New Release of MITS Report Delivers Powerful New Features, Sets Stage for More

MITS®, the leading provider of reporting and business intelligence solutions, today announced a major new release of its popular operational reporting solution, MITS Report.

MITS Report 3.0 includes an array of new features designed to safely put more power in the hands of end users and free up busy IT resources—while ensuring both data security and overall system performance.

“This version will enable organizations to more rapidly understand situations, get answers and act on them,” says Mickey Lass, MITS Vice President of Sales and Business Development. ”It reflects not only the kinds of enhanced capability our customers have requested—but also establishes important foundational technology for future enhancements, both planned and yet to be identified.”

Calculated columns mean more answers—for more end users.

With version 3.0, MITS Report now lets users create and incorporate new data not identified when the reporting environment is initially configured.

“It’s not unusual for organizations to discover new information needs after MITS Report is in use for a while,” says Gary Owen, MITS Vice President of Development. “Often, once users get better visibility of their company’s data using MITS Report, they start asking more questions. The new Calculated Column feature addresses this issue.”

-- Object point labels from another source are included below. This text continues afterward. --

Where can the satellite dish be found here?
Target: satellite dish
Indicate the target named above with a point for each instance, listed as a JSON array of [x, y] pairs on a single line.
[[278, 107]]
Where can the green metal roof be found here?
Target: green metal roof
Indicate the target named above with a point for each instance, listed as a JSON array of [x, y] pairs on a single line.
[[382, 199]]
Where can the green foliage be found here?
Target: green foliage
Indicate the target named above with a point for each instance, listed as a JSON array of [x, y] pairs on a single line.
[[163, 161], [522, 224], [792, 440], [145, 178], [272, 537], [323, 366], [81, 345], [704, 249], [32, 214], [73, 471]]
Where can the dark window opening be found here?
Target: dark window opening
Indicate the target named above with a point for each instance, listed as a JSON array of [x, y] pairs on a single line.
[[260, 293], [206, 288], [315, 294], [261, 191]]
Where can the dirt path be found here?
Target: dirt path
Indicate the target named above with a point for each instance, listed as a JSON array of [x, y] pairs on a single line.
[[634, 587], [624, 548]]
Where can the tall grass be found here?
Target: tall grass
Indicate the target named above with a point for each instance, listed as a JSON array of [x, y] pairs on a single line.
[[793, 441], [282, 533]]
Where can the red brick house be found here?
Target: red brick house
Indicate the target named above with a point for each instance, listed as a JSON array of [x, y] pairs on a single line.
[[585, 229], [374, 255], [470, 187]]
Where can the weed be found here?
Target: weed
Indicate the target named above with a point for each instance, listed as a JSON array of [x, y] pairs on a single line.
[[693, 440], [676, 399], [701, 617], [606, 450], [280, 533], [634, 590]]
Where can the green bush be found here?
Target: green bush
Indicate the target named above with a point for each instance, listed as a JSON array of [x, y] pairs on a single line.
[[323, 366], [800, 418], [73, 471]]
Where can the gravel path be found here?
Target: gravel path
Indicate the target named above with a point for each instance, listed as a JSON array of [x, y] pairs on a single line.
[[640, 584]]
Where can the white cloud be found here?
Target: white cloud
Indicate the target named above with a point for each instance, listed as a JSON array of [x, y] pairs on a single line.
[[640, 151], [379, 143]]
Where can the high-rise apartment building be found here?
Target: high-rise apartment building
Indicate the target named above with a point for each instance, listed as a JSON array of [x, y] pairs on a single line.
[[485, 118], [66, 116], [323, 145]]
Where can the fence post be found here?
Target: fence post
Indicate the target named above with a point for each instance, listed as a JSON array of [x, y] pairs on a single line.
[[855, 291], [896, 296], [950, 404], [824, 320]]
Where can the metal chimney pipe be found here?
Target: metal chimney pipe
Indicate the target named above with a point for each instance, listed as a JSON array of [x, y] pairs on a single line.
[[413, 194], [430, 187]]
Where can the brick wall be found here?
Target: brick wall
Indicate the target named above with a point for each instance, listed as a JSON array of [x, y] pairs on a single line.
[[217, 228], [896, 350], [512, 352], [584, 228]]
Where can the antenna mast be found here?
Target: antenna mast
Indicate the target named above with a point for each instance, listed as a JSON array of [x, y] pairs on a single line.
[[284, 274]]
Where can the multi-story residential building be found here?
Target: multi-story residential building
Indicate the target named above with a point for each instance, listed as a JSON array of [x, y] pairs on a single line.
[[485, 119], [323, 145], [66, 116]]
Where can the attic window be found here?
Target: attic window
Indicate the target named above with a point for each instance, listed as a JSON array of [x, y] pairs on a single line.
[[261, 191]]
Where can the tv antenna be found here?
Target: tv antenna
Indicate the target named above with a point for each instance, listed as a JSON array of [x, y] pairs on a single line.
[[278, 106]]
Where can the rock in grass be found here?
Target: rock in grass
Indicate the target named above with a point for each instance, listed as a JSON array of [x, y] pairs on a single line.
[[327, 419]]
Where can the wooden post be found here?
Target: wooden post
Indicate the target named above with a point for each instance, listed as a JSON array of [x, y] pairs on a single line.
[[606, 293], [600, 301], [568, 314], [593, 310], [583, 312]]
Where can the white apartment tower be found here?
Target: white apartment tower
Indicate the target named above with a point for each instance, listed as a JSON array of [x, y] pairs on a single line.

The new feature lets users create a new column from other data already included in a report, much as users of spreadsheet software can specify a formula for deriving a value that’s not included elsewhere. To oversimplify, if the reporting environment provides data on revenues and employees, an end user can create a new “revenue-per-employee” item and include it in a report. Calculated columns like this one are stored in MITS Report along with all the other reporting data, and are available to other end users for their own reporting needs.

Particularly appealing is the way end users specify how a value is calculated. Instead of composing a complex formula as with most spreadsheet software, users can access a graphical, point-and-click, wizard-like dialogue to define a calculated column in a report.

Foundational design offers ease of use, high performance—and more to come.

The MITS Report development team took its time, evaluating multiple design approaches, to add this important feature. “It’s powerful—the ability to define complex calculations with ease and the ability to store these definitions for reuse. We were certain our customer base would begin seeing the possibilities and ask for more, related functionality—so we had to get the design right,” says Gary.

The results include some unique advantages:

  • If a user tries to create a new calculated column with the same definition as one created by another use, he’s alerted to use the one already in place.
  • Progress bars alert and inform users when complex calculations require extra time.
  • Administrators can grant calculated column creation privileges to a subset of end users, while all end users can take advantage of the new data items once they’re defined.
  • Security is enforced at the calculated column level. Users cannot see data derived from forbidden columns.

Date-range columns: easy to use comparative and trend reporting.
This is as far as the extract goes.